Altogether 107 patients were operated on at the Department of Transplantation and Surgery of Semmelweis University in the past four years, for clinical symptoms of hyperparathyroidism. Clinical and laboratory data of the patients supported the diagnosis of primary or secondary hyperparathyroidism. Chronically impaired renal function was found in 52 cases. The removed parathyroid glands showed hyperplasia in 54, adenoma in 50 and carcinoma in 3 cases. The majority of parathyroid lesions in primary hyperparathyroidism were adenomas (41 cases) and in secondary hyperparathyroidism were hyperplasias (43 cases). The ratio of oxyphil to chief cells as well as occasional mitotic and apoptotic figures were determined. The oxyphil component was present in both hyperplastic and tumorous lesions. Apoptosis and mitosis were rarely seen in hyperplasias and adenomas (under 2%), whereas in carcinomas 3% of the tumor cells were apoptotic and 4% showed mitosis. Cytoplasmic p53 positivity could be observed in 3 of the adenomas and in 2 of the hyperplasias. The carcinomas, four adenomas and 3 hyperplasias showed nuclear p53 positivity.

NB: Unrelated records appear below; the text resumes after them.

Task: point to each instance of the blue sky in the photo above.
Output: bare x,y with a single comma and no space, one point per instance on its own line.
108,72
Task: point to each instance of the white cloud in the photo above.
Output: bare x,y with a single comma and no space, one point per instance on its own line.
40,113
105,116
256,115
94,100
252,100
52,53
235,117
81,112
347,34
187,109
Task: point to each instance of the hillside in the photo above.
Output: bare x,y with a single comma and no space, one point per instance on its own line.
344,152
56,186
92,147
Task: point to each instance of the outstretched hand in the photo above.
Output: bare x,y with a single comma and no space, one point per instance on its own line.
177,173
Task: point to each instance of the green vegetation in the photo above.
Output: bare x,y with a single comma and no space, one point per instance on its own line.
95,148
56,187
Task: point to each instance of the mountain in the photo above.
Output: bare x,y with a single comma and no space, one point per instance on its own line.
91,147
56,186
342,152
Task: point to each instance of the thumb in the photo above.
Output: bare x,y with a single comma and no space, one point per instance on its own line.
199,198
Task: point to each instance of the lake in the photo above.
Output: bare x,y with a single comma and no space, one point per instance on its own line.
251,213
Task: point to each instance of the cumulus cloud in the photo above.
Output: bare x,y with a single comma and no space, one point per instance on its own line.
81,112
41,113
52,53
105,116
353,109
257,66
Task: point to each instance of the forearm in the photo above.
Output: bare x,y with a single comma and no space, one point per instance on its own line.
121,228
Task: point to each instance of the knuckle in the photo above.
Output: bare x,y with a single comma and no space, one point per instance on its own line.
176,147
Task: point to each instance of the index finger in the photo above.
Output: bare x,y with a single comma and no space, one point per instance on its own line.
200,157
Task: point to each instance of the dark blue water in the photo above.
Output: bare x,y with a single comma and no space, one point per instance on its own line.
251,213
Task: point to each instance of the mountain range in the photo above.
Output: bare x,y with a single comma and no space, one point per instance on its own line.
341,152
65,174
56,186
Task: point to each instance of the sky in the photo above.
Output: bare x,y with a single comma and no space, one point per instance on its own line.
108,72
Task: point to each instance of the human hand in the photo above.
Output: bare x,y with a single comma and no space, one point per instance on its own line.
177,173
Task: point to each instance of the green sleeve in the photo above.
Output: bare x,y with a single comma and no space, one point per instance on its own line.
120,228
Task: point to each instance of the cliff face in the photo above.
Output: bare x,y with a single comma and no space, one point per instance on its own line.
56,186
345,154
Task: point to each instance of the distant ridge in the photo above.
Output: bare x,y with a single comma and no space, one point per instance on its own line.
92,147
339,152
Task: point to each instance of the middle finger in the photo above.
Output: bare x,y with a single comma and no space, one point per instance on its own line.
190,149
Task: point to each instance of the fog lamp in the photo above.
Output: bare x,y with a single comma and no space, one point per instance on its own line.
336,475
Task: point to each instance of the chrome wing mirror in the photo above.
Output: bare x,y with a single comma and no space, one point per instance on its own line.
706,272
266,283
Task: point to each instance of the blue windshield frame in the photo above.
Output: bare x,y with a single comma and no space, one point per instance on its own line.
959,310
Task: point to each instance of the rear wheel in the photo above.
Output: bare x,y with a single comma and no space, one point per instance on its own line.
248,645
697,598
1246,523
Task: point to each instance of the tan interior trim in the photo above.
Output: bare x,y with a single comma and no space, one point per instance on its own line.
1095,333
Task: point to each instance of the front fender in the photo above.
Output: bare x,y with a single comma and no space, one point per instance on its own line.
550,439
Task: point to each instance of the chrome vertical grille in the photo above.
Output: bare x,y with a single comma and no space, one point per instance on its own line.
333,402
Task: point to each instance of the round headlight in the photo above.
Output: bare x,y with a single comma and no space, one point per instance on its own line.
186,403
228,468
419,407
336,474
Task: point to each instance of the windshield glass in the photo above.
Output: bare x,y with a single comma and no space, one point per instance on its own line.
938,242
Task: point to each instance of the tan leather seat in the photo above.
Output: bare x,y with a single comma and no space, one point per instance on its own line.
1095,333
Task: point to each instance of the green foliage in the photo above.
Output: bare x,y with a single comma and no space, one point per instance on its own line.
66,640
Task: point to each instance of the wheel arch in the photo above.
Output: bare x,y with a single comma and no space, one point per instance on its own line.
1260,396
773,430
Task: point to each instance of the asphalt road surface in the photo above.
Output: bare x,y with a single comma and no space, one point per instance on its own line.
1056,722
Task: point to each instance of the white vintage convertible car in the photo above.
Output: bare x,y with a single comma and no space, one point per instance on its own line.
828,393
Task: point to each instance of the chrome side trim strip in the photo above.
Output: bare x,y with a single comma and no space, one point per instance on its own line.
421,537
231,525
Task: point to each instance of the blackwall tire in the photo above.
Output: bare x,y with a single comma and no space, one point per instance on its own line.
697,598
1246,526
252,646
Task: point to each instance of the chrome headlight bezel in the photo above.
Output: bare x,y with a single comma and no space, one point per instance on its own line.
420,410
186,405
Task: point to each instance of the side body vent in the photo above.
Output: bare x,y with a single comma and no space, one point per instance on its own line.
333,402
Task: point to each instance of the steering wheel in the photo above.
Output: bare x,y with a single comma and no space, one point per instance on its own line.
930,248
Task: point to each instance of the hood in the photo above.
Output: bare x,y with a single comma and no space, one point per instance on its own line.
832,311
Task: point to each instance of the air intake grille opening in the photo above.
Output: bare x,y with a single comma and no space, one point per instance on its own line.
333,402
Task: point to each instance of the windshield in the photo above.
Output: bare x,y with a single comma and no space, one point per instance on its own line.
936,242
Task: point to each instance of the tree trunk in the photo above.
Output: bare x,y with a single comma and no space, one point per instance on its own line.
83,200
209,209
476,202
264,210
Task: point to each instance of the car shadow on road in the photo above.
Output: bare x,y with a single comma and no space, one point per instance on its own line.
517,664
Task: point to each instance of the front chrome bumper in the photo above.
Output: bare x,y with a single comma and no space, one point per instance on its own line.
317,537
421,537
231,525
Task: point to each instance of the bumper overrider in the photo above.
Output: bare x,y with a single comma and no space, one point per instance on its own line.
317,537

Bcl-2 and Bax were detected in the cytoplasm of the tumor cells in the majority of adenomas and in the cells of hyperplasias. Oxyphil cells were more frequently positive than chief cells or clear cells. Colocalization of Bcl-2 and Bax was found randomly in all types of lesions. The very low incidence of carcinoma, the low mitotic and apoptotic ratio in adenomas and hyperplasias suggest a potent antiproliferative defense mechanism in the parathyroid cell population. This may also be reflected in the cytoplasmic colocalization of various gene products which regulate cell death and cell proliferation. No significant differences in the p53, Bcl-2 and Bax spectrum were found between the primary and secondary (i.e. renal failure) parathyroid alterations.